Di layar kaca dan ponsel kita, dunia terlihat seperti luka yang terus menganga. Bom meledak di tempat yang bahkan dulu pernah disebut suci. Tangisan anak-anak menggema di antara puing-puing. Kebenaran dan kemanusiaan seolah kalah oleh ambisi, politik, dan senjata. Lalu kita bertanya, masih adakah kebahagiaan di dunia seperti ini?

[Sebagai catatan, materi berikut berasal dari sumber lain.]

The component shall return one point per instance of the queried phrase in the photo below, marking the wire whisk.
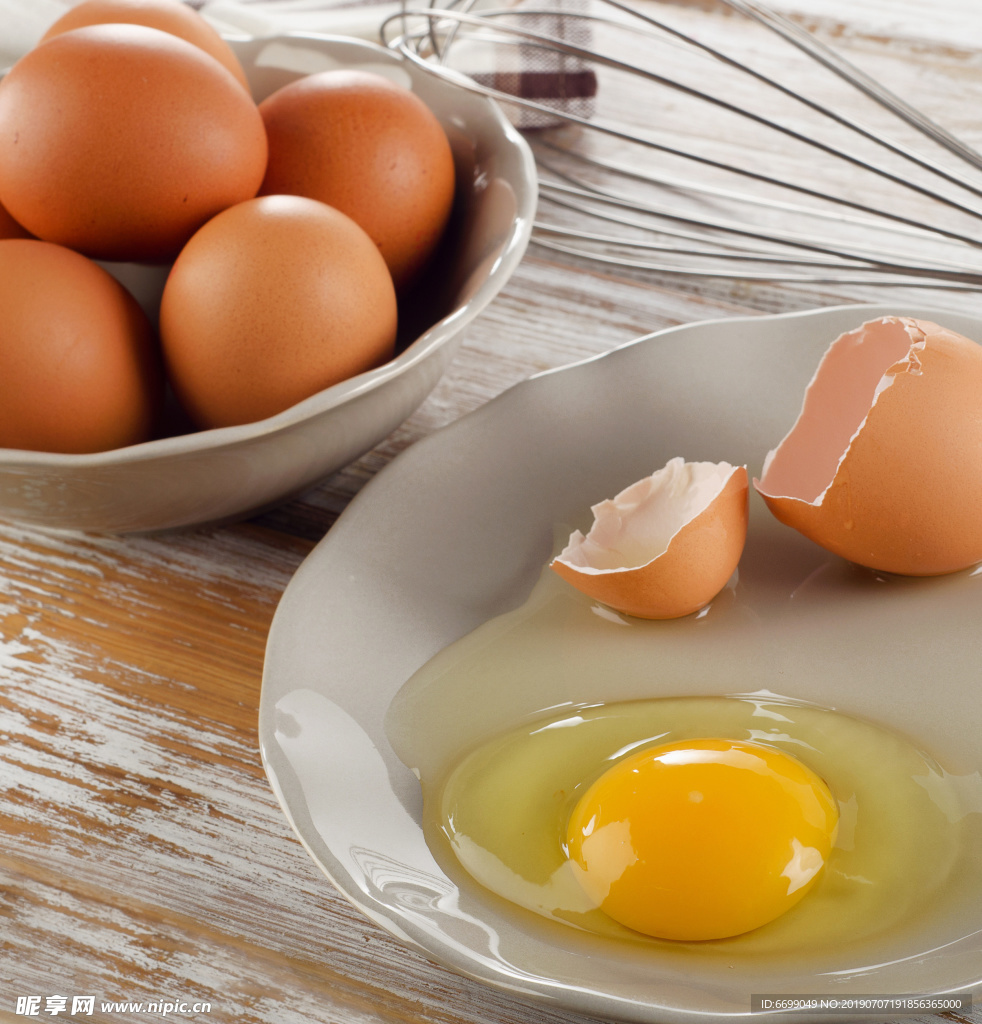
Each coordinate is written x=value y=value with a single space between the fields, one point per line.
x=662 y=150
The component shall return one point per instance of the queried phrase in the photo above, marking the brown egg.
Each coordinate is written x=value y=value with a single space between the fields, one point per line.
x=884 y=464
x=168 y=15
x=665 y=546
x=9 y=228
x=120 y=141
x=371 y=148
x=271 y=301
x=79 y=370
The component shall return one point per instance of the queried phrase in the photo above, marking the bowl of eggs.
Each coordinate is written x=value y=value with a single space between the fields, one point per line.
x=665 y=730
x=236 y=266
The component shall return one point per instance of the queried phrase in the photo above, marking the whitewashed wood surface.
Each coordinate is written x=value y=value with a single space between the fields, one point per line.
x=142 y=855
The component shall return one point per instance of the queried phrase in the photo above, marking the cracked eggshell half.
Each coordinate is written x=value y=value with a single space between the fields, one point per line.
x=884 y=464
x=665 y=546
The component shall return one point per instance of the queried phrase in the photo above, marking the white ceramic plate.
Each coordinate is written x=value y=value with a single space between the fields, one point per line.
x=457 y=530
x=236 y=471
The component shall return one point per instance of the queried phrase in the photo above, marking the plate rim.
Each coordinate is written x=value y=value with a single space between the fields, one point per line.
x=388 y=919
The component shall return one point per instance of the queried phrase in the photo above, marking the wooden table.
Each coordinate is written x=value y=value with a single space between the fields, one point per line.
x=143 y=856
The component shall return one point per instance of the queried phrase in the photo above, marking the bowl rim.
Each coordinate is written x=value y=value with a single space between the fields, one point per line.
x=336 y=394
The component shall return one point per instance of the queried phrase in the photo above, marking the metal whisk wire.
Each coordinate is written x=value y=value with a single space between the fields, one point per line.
x=731 y=240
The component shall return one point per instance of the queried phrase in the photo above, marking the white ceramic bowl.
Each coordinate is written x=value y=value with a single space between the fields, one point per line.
x=456 y=531
x=231 y=472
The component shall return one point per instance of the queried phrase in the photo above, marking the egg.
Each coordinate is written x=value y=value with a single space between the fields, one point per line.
x=665 y=546
x=269 y=302
x=168 y=15
x=120 y=140
x=834 y=839
x=701 y=839
x=373 y=150
x=79 y=369
x=883 y=464
x=9 y=228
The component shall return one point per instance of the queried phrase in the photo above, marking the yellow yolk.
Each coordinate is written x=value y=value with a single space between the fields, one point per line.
x=701 y=839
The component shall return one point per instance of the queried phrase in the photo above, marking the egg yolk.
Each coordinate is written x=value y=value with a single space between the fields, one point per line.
x=701 y=839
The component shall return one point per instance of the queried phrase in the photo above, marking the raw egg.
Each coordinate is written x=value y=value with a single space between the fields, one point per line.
x=701 y=839
x=373 y=150
x=168 y=15
x=120 y=140
x=269 y=302
x=883 y=465
x=79 y=369
x=665 y=546
x=566 y=788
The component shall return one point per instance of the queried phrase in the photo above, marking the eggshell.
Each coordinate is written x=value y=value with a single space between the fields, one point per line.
x=371 y=148
x=665 y=546
x=79 y=369
x=120 y=140
x=884 y=464
x=168 y=15
x=9 y=228
x=271 y=301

Jawabannya tidak mudah. Tapi justru dalam gelapnya zaman, cahaya kecil bernama harapan menjadi lebih nyata. Kebahagiaan mungkin tidak lagi hadir sebagai tawa tanpa beban, tapi sebagai hal-hal kecil yang tetap hidup: tangan yang menggenggam erat di tengah kepanikan, sepotong roti yang dibagi saat lapar, atau seseorang yang memilih tidak membalas kebencian dengan kebencian.
Konflik dan perang bukan hanya tentang peluru dan darah. Ia juga tentang ketakutan yang menyusup ke kehidupan sehari-hari: ketakutan akan masa depan, akan kehilangan, akan makna yang hilang. Tapi justru di situlah letaknya pilihan. Kita masih punya pilihan.

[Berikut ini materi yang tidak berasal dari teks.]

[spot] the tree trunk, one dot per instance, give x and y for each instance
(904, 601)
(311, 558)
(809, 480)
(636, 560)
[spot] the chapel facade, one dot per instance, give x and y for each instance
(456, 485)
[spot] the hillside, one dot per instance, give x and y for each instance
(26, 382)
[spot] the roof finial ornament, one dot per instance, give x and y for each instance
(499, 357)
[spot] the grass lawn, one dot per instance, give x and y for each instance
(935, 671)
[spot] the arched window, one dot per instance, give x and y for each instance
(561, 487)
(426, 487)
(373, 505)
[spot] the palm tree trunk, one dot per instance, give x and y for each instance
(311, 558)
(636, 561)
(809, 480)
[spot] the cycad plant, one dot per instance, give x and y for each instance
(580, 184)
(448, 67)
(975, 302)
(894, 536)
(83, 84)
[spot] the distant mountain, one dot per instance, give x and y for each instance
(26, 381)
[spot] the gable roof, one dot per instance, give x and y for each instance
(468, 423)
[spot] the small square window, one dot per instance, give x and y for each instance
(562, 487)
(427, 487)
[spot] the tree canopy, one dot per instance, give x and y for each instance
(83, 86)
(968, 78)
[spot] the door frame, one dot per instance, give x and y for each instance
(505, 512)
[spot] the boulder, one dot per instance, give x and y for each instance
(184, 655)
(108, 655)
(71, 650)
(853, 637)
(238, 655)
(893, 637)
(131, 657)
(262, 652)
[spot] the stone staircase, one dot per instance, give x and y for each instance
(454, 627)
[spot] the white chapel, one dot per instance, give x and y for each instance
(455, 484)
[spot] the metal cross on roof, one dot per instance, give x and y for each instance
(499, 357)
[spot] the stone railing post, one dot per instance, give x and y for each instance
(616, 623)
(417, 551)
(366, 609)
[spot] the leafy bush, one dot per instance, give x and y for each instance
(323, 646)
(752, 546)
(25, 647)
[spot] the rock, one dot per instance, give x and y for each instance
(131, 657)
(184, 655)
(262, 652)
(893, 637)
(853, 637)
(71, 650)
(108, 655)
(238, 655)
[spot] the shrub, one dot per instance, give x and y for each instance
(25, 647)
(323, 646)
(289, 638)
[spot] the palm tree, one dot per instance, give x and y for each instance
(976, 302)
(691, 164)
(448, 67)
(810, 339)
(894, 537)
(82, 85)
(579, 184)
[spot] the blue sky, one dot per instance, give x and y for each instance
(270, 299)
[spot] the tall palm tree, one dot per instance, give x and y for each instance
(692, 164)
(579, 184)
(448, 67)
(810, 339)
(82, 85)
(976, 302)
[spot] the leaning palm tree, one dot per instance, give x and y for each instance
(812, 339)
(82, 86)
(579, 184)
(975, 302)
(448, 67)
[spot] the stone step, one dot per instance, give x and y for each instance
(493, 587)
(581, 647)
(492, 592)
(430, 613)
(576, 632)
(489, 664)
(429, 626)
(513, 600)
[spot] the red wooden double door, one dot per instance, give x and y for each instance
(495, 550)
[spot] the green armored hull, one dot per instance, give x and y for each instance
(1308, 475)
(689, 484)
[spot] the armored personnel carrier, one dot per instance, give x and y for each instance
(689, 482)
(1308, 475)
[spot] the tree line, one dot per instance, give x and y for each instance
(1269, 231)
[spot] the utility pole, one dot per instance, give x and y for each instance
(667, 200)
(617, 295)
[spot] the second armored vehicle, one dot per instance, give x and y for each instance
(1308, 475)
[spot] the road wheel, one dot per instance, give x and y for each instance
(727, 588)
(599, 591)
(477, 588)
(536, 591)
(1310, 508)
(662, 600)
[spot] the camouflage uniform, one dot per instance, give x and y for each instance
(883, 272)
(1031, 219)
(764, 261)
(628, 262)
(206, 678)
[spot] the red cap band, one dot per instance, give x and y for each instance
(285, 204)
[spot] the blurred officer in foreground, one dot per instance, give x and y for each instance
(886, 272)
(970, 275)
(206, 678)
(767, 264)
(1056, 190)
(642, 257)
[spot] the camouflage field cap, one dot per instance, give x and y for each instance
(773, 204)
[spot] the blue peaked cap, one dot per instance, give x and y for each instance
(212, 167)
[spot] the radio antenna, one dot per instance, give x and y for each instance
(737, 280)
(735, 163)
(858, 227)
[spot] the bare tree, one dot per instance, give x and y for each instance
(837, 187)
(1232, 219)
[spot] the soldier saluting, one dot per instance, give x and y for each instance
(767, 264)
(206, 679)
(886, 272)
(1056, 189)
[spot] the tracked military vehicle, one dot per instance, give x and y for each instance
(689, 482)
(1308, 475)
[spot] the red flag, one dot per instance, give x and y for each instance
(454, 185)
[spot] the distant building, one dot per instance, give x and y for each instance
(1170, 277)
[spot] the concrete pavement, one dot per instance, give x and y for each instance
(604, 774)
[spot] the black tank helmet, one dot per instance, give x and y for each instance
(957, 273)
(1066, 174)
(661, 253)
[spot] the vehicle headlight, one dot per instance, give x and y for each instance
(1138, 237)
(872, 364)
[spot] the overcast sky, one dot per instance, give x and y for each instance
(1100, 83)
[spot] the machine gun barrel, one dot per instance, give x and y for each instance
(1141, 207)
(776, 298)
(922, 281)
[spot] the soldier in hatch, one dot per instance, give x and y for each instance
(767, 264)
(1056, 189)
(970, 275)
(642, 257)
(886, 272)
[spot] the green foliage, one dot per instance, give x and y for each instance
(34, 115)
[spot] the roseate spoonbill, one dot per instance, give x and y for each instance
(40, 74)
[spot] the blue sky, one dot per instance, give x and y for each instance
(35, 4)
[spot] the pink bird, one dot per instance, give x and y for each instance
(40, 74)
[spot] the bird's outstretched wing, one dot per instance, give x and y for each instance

Kita bisa memilih untuk tetap peduli saat dunia makin dingin. Kita bisa memilih untuk bersuara saat ketidakadilan jadi biasa. Kita bisa memilih untuk menyalakan lilin kecil, bukan karena lilin itu akan menerangi seluruh dunia, tapi karena ia cukup untuk menjaga nurani kita tetap hangat.

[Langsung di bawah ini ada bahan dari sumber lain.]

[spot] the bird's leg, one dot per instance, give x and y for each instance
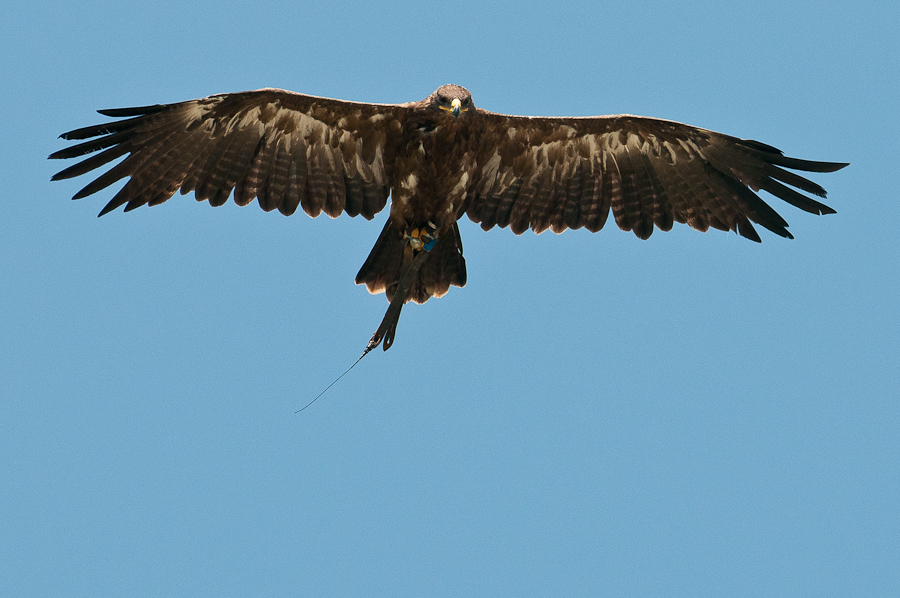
(388, 326)
(422, 239)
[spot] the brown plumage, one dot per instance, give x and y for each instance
(439, 159)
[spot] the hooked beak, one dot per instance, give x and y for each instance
(455, 108)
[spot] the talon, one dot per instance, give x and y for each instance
(420, 238)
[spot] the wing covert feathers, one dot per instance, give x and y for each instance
(561, 173)
(287, 150)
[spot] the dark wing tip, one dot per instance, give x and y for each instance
(133, 111)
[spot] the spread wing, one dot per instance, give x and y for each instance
(563, 173)
(284, 148)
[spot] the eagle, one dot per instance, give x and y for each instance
(438, 159)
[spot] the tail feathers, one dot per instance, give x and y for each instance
(391, 255)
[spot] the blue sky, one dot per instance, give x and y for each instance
(592, 415)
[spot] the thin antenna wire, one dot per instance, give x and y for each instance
(388, 327)
(368, 348)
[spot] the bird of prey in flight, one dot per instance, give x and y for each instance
(438, 159)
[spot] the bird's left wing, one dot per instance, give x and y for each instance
(558, 173)
(284, 148)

Bahagia di dunia yang luka mungkin tidak selalu besar, tapi ia tetap ada—di dalam pelukan orang tua pada anaknya, dalam lagu yang dinyanyikan diam-diam di tempat pengungsian, dalam langkah kaki yang tetap berjalan meski hati gentar.
Selama manusia masih punya cinta, empati, dan keberanian untuk memilih hal yang benar, maka dunia belum kehilangan sepenuhnya kebahagiaan. Ia hanya bersembunyi, menunggu kita menemukannya—di tempat-tempat yang tak kita duga, dalam hati yang tetap berani berharap.